Have AI’s four horsemen arrived?
The four horsemen of the Apocalypse are Conquest, War, Famine, and Death. Artificial intelligence (AI) has ‘Conquered’; in the Middle East, ‘War’ is underway and could take years to resolve, and changes afoot in enterprise-level AI spending would be akin to ‘Famine’ for AI hyperscalers that have spent trillions on scaling out the technology. All that awaits is the ‘Death’ of the AI bubble.

Consider these four observations:
- 23 May 2026, Rapid Response Podcast: Uber COO, Andrew Macdonald, says spending Uber’s entire AI budget in the first four months of the year, primarily on Claude Code, has not produced “more useful consumer features”. In other words, drawing a link between spend and revenue “is not there yet.” Meanwhile, Uber CEO, Dara Khosrowshahi said AI “Token Maxxing” has no connection to delivering genuinely valuable products.
- 29 May 2026, Axios reports that an AI consultant revealed that a client company had forgotten to set a usage cap on employee licenses for Claude, resulting in a US$500 million expenditure in just one month. As AI costs surge, businesses are feeling financial pressure, and senior execs are publicly questioning the yield from AI spend.
- Ask a Large Language Model (LLM) to answer a question, and about 100 tokens are used for every 75 words produced.

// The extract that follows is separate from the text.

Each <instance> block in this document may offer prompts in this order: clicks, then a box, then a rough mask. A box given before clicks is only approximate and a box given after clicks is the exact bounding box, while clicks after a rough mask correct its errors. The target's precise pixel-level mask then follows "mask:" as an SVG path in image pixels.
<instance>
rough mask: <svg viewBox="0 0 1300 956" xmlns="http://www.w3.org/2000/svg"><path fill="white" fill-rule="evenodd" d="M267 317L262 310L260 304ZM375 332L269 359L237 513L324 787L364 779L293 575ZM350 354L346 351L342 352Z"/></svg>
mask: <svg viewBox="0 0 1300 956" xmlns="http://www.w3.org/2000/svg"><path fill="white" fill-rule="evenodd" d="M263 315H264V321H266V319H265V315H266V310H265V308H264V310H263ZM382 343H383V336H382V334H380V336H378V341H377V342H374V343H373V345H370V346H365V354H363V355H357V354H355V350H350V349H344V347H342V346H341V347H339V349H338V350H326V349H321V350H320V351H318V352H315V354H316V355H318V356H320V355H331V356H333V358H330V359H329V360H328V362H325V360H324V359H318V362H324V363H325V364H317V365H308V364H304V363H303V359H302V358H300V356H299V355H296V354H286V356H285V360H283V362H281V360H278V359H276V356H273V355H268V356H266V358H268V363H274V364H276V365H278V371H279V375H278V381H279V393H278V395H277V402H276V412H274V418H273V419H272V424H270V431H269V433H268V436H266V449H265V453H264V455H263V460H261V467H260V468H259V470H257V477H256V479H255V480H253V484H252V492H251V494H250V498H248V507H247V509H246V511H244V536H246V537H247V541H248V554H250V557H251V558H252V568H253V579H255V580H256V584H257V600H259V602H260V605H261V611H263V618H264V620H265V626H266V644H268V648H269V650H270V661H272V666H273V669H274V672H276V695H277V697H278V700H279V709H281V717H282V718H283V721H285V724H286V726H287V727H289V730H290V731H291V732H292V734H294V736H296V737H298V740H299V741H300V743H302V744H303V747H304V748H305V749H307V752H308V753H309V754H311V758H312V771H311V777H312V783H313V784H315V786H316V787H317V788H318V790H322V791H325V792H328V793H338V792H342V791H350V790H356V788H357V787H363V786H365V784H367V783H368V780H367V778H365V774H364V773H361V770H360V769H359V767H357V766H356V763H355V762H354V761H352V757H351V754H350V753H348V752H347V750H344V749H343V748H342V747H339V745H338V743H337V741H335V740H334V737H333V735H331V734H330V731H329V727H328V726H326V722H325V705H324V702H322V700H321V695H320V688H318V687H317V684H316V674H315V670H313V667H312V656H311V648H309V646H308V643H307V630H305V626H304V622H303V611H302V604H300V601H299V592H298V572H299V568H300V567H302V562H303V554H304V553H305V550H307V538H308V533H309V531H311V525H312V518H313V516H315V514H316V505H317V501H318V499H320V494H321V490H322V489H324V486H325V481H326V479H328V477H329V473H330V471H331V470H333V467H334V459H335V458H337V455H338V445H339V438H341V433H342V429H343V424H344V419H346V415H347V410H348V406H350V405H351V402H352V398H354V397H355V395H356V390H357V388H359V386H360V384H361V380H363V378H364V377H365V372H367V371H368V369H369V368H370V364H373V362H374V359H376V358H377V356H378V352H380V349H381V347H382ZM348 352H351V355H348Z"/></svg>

But ask an AI agent to create a worker to follow a competitor’s announcements, to track property opportunities or to alert a fund manager to a new investment theme, and, according to analysis from U.S.-based SemiAnalysis, almost 100,000 tokens will be used even before an answer is generated.
- As quickly as AI has emerged, customer AI experimentation (which has triggered massive revenue increases for the likes of Anthropic, largely from tokenmaxxing leaderboards at Meta and Amazon) is now giving way to budgeted and considered token usage. The dreamers and builders are moving out, and the accountants are moving in. Enterprises that earlier embraced AI at all costs are publicly adopting a return on investment (ROI) lens.
Worryingly, this shift is occurring just as stock markets have turned hyper-exponential, and Private Equity valuations also reflect maximum hype.
Figure 1. General purpose technology (GPT) booms and busts, Gartner’s hype cycle

Source: Gartner
According to reports, NVIDIA CEO Jensen Huang, speaking at a recent employee meeting, discussed staff concerns about ‘running AI intensively every day, merely wasting tokens on superficial efforts without boosting productivity.’ His response is perhaps telling; He noted that when people encounter any new technology or tool, the initial period of experimentation or “unfamiliarity” produces “imperfect usage”, adding, what matters is taking the first step to embrace new technologies – “It’s fine to waste a little money, but never waste time.”
Huang’s words reflect the certainty of AI’s adoption, which I don’t contest. But will enough revenue from AI customers be generated to provide a reasonable return on the investment made by hyperscalers and data centre developers?
It would be unusual if this time is different
It might be worth remembering the words of journo Derek Thompson, who wrote in his November 4 newsletter, AI Could Be the Railroad of the 21st Century. Brace Yourself, “Memories are short, and prudence and natural risk aversion are no match for the dream of getting rich on the back of a revolutionary technology that “everyone knows” will change the world.
The global railway mania of the 1800s bankrupted thousands of investors, wiped out hundreds of companies, but left nations with a rail network that powered a century of industrial dominance. Similarly, when the fibre-optics/internet/broadband boom of 1999 crashed in early 2000, it vaporised $US5 trillion in market value, but it also laid the wiring on which the Internet Age was built. Similar stores can be told about the electricity bubble, aviation, broadcast radio and automobiles.
Indeed, about three-quarters of General-Purpose-Technology (GPT) booms share a similar pattern of colossal over-investment, financial carnage through creative destruction, then lower prices and decades of productivity gains assembled on the residual infrastructure.
At the core of today’s AI boom is a GPT on the scale of electricity or the internet, and the infrastructure being built will support decades of economic activity. And unlike the Dot.Com bubble, the investment isn’t billions in speculative debt being loaned to ‘pre-revenue’ companies with no path to profitability. This time, the investment is coming (so far) mostly from companies with strong balance sheets. But beyond that core, the classic signs of every bubble are on display.
It would be unusual, given the great enthusiasm or hype, the high asset prices, the overbuilding, the uncertainty of future demand, indeed, the many elements that conform to past bubbles, if this boom doesn’t also conform to the pattern illustrated in Figure 1. it would indeed be a first.